Quelque part entre le chocolat industriel et le chocolat artisanal, la maladie et l’industrie de la santé, la boîte de chocolats mélangés s’est perdue. Aujourd’hui on en offre juste à nos vieilles tantes et nos grands-mamans qui savent encore les apprécier avec nostalgie. Le temps file, les temps changent et la vie va trop vite pour déchiffrer un plan sous le couvercle. De toute façon, ce n’est pas bon pour notre santé pas vrai ? On prend nos décisions nous même, on choisis nos chocolats dans nos boîtes !
Non, la vie n’est plus vraiment comme une boîte de chocolats. On a l’impression d’avoir plus de « choix » aujourd’hui, sans trop se soucier que bien des décisions sont encore prises pour nous.

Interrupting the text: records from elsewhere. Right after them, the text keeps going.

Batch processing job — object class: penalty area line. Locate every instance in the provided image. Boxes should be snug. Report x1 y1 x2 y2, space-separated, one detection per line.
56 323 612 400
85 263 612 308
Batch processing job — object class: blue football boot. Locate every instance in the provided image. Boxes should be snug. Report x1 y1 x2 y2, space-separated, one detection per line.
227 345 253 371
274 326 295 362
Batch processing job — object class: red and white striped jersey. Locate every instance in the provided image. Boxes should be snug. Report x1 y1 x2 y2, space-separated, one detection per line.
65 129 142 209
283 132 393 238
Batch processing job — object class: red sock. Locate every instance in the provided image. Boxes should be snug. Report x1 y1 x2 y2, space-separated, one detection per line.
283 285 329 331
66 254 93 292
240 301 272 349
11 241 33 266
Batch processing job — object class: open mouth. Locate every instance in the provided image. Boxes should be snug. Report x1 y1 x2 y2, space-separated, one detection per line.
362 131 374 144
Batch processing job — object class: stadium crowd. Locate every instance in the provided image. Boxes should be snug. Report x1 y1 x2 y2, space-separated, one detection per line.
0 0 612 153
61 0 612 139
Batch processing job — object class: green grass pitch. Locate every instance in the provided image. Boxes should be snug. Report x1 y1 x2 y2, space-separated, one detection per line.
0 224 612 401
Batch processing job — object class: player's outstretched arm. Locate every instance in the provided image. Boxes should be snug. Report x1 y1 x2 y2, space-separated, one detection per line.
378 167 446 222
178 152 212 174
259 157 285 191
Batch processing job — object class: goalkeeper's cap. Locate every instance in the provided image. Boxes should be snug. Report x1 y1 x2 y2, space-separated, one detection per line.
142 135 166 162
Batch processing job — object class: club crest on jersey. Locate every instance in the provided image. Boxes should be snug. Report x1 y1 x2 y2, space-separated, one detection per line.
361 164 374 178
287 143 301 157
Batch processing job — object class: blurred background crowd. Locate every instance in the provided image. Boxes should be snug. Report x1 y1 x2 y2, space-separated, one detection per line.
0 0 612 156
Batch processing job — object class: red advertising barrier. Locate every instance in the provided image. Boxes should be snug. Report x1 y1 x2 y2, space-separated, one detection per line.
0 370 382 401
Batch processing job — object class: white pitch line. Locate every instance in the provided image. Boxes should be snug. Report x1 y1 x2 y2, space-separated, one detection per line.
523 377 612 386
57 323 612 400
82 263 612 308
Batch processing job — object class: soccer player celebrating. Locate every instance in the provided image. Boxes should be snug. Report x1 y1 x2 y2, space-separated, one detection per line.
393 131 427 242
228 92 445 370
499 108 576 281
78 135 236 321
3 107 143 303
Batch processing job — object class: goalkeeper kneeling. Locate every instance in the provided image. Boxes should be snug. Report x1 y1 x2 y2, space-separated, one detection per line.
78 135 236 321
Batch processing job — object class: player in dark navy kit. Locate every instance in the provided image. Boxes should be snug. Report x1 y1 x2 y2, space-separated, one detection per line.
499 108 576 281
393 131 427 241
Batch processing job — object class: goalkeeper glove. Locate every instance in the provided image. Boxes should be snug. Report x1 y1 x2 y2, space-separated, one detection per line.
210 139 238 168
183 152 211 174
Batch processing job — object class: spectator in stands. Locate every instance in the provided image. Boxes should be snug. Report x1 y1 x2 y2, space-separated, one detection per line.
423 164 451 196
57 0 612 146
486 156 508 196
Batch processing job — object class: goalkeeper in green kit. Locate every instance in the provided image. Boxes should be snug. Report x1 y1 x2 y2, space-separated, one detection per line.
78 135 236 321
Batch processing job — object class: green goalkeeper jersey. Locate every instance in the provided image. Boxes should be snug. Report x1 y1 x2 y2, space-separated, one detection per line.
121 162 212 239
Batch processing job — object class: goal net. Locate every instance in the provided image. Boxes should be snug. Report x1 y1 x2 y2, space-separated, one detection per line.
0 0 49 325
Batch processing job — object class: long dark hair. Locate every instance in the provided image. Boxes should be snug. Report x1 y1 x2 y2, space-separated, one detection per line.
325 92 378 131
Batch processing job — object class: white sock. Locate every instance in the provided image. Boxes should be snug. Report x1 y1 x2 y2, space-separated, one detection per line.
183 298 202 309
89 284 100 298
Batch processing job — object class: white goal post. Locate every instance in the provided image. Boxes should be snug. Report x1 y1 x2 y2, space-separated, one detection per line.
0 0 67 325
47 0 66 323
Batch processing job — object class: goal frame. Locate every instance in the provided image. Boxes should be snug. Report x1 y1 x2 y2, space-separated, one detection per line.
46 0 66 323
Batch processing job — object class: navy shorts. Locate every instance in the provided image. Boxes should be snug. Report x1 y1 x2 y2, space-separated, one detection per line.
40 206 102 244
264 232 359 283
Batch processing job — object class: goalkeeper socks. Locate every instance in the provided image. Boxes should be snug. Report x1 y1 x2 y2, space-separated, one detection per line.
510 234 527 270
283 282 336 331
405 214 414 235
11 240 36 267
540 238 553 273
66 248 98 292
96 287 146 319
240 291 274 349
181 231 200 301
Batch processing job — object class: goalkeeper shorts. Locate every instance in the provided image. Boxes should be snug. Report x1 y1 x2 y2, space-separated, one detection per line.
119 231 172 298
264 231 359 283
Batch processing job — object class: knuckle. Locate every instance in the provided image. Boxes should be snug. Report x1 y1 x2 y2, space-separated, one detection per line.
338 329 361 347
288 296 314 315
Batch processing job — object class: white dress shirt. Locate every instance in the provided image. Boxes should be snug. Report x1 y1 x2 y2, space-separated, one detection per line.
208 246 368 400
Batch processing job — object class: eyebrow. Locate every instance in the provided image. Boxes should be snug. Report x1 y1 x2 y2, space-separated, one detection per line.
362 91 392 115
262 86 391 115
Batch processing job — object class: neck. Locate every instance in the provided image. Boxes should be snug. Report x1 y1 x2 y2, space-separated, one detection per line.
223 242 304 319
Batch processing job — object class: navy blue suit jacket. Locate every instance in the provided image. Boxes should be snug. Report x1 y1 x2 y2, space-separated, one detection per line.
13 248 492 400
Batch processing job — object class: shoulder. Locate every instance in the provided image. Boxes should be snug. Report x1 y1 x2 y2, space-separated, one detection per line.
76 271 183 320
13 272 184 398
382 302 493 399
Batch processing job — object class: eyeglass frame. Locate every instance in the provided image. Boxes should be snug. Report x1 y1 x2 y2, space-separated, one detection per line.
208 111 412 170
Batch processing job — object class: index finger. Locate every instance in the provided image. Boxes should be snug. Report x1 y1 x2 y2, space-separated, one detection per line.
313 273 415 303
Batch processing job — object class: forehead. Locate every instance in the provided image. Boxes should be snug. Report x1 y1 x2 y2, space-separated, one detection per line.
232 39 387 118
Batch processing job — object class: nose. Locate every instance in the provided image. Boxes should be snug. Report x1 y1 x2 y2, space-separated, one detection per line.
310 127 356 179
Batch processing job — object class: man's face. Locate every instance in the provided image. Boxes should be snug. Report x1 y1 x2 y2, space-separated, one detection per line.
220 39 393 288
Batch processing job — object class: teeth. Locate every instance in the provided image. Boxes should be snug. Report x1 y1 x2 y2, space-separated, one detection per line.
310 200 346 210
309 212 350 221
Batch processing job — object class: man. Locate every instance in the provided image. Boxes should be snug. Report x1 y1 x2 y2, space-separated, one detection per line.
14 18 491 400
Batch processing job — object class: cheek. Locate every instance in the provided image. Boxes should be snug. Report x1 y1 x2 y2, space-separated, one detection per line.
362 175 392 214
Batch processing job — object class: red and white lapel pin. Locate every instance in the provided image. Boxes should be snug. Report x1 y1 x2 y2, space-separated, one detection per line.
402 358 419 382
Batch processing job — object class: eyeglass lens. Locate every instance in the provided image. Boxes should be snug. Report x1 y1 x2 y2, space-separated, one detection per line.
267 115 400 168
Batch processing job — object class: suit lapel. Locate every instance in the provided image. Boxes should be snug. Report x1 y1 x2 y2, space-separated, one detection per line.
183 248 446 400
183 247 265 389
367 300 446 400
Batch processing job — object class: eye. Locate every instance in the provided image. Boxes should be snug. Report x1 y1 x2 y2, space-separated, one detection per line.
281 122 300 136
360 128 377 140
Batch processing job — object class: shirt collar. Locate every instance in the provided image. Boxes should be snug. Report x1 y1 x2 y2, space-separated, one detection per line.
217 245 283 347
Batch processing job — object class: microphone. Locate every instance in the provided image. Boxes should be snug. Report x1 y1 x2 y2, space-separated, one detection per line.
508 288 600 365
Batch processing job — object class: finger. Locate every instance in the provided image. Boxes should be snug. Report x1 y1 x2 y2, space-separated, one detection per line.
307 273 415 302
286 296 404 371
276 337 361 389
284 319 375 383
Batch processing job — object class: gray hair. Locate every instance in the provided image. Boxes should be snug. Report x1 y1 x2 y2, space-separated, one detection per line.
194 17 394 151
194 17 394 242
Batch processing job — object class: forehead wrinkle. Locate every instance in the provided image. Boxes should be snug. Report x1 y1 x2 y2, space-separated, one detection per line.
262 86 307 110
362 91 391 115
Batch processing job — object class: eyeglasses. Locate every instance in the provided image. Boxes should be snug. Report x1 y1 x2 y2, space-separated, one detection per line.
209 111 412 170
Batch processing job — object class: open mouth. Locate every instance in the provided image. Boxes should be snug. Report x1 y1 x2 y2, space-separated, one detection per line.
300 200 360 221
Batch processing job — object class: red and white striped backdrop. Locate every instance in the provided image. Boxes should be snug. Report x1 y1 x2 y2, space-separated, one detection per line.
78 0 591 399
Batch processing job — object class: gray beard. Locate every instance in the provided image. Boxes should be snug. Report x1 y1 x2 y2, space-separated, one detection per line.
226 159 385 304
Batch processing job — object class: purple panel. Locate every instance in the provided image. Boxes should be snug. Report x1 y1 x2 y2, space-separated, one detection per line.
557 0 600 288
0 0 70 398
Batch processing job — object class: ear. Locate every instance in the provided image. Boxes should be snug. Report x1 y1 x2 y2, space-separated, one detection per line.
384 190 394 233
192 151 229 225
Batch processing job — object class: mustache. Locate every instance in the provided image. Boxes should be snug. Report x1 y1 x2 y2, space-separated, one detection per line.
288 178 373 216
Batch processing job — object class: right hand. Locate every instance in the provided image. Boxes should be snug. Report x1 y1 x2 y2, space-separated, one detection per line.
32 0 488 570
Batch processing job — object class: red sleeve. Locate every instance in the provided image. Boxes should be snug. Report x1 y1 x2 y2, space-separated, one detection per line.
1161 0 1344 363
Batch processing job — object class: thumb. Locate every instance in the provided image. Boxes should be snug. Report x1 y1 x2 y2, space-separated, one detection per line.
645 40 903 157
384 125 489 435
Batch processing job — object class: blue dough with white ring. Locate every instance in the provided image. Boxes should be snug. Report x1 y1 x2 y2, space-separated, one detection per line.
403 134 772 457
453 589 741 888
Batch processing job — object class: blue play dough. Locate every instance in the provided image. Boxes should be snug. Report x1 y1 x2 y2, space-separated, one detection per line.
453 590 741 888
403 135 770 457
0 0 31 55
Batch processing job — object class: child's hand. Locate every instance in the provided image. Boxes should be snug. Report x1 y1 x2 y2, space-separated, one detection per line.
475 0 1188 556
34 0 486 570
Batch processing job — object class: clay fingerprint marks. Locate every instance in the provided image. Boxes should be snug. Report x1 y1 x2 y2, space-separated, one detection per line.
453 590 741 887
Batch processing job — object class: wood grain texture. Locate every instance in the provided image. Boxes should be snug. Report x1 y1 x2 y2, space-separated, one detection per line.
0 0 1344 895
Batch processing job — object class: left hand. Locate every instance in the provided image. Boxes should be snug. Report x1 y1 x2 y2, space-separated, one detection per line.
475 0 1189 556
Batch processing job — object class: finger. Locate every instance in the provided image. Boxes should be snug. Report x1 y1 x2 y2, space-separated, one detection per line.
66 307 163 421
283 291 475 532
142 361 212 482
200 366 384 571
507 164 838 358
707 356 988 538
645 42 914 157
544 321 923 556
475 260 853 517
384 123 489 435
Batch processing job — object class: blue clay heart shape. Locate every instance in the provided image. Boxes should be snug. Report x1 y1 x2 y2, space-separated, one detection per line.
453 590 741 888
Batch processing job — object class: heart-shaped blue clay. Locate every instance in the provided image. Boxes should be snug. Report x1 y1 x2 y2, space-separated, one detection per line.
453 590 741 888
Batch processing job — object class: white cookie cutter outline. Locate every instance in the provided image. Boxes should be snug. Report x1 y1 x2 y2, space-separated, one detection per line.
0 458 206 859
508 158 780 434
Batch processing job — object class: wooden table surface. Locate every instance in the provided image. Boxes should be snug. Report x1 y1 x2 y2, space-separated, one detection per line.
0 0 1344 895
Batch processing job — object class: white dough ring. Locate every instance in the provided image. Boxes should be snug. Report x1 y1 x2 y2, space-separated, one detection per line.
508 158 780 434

J’ai l’impression qu’avant, nous savions fort bien que quelqu’un avait choisis de mettre une variété de chocolats minables dans la boîte et que nous n’exercions qu’un sous choix. Malheureusement, je crains que maintenant, nous soyons convaincus que nous faisons la majorité de nos choix, en oubliant que plus ça change, plus c’est pareil… Si vous tombez sur l’une d’elles, une de ces vieilles boîtes de chocolats mélangés, faites fi de votre régime, fermez les yeux, et choisissez un des chocolats au hasard. Ça goûtera inévitablement comme le bon vieux temps et vous pourrez sourire en pensant à Forest Gump.